Updated

Doctors could soon be diagnosing appendicitis with a computed tomography (CT) technique that uses only half the radiation dose of current methods.

According to a statement from researchers who have been comparing the two approaches, the standard procedure involves the use of intravenous dye and delivers approximately 8 units of radiation (known as millisieverts). The low-dose method does not use dye, which can sometimes damage the kidneys, and delivers roughly 4.2 units.

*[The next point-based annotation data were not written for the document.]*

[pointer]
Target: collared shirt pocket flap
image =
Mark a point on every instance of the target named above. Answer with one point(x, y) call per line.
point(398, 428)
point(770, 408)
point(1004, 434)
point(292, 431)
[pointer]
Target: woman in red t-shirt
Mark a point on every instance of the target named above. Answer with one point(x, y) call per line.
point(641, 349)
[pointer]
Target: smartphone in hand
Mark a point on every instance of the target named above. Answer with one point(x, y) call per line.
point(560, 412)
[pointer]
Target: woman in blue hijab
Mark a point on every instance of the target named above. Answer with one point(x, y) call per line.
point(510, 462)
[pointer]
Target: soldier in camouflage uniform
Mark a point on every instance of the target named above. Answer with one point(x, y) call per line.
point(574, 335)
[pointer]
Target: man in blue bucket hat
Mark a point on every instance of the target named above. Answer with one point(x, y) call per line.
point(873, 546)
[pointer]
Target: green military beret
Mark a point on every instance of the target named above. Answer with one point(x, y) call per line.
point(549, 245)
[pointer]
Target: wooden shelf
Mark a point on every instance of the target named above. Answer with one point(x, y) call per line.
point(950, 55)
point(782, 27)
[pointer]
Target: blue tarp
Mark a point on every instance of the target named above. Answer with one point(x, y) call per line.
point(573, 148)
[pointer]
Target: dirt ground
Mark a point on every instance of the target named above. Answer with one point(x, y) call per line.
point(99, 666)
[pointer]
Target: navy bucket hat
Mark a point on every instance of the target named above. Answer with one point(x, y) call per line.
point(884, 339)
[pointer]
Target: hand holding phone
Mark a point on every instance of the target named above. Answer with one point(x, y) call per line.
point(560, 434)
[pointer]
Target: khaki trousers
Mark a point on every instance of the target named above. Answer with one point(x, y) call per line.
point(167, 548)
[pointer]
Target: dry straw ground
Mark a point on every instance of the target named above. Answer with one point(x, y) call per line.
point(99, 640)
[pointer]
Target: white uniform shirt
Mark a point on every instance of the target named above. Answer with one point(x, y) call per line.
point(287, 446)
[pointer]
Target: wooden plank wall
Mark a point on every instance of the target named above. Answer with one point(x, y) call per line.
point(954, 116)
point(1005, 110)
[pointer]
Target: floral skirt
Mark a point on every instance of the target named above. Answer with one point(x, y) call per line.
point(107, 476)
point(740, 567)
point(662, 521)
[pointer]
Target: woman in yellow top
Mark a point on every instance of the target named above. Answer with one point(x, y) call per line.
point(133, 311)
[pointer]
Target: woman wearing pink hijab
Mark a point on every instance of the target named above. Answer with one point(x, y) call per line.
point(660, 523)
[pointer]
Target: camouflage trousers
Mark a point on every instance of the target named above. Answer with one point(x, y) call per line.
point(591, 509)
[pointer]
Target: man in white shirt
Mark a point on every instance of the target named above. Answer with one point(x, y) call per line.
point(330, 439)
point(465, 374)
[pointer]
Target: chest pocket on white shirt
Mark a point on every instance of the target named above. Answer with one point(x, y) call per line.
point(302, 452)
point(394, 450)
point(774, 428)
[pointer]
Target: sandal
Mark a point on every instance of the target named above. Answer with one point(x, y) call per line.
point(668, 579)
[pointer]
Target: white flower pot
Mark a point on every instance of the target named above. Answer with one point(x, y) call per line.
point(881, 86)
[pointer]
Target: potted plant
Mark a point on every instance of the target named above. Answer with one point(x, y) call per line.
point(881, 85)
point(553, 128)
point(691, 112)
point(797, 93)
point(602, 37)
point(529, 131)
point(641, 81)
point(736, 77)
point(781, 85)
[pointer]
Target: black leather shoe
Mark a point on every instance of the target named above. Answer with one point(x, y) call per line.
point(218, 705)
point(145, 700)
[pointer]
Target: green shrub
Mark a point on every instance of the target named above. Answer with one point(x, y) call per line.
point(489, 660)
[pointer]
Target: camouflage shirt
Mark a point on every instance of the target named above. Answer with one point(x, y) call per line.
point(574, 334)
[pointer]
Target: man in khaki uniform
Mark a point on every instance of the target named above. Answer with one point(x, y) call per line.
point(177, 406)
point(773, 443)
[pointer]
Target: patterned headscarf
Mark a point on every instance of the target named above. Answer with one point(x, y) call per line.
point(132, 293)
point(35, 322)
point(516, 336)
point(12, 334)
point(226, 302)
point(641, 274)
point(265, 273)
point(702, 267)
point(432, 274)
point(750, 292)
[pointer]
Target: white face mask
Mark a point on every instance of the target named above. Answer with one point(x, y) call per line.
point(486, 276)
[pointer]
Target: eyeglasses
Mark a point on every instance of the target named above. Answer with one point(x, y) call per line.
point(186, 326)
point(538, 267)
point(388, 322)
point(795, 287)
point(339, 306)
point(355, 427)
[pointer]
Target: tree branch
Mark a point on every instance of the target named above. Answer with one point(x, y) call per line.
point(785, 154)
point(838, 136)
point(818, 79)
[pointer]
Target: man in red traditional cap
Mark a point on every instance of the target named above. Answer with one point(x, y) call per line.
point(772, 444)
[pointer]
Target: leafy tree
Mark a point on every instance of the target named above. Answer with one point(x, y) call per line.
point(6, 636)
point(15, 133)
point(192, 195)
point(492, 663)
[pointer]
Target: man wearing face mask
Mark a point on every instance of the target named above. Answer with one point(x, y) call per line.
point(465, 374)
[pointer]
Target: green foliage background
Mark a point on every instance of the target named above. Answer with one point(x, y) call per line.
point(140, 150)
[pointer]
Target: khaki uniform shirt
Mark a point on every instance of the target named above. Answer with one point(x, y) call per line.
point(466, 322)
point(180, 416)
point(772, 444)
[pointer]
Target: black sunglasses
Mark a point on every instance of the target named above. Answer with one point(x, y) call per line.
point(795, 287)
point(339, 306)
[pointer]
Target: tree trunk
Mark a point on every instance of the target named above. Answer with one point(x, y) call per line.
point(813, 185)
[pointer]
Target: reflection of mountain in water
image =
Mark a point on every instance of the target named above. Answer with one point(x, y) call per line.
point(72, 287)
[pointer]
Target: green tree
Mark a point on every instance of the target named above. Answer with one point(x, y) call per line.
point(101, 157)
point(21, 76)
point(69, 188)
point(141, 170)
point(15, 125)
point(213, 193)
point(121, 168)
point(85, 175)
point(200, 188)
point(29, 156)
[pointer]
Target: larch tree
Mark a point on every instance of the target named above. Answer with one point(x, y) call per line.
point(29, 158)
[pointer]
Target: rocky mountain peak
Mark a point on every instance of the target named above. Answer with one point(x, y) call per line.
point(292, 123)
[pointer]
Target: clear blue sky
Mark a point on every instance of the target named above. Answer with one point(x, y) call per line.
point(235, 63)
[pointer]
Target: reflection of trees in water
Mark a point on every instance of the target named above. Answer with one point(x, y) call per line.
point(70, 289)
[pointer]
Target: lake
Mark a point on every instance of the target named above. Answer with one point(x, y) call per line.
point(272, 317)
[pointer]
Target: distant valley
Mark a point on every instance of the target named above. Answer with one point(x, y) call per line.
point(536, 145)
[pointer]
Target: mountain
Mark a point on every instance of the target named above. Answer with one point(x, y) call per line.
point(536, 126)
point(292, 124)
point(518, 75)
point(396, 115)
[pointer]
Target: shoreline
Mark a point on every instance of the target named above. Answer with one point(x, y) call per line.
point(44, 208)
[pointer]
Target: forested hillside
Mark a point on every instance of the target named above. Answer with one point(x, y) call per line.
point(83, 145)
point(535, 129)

One of the researchers, Dr. Kyoung Ho Lee from Seoul National University College of Medicine, Gyeonggi-do, Korea, told Reuters Health by email that "A different policy is needed on... radiation use for (appendicitis) patients as compared to the patients undergoing cancer work-up."

Many appendicitis patients, Lee noted, "are young and healthy" apart from their abdominal symptoms.

As they explain in the American Journal of Roentgenology, the researchers performed both low-dose and standard-dose CT on 207 patients with possible appendicitis. Then, they had two different radiologists each review all the scans.

No matter whether they were reading the standard-dose or low-dose scans, the radiologists were able to correctly identify patients with and without appendicitis in more than 95 percent of cases.

In other words, said the authors, the low-dose CT was "comparable" with the standard-dose CT.

So should everyone have a CT scan? Until larger studies have been conducted to confirm these early results, however, Lee recommends that larger patients who might have appendicitis should still have standard CT exams and that another test - ultrasound — be used "for thin patients and (those) below 18 years."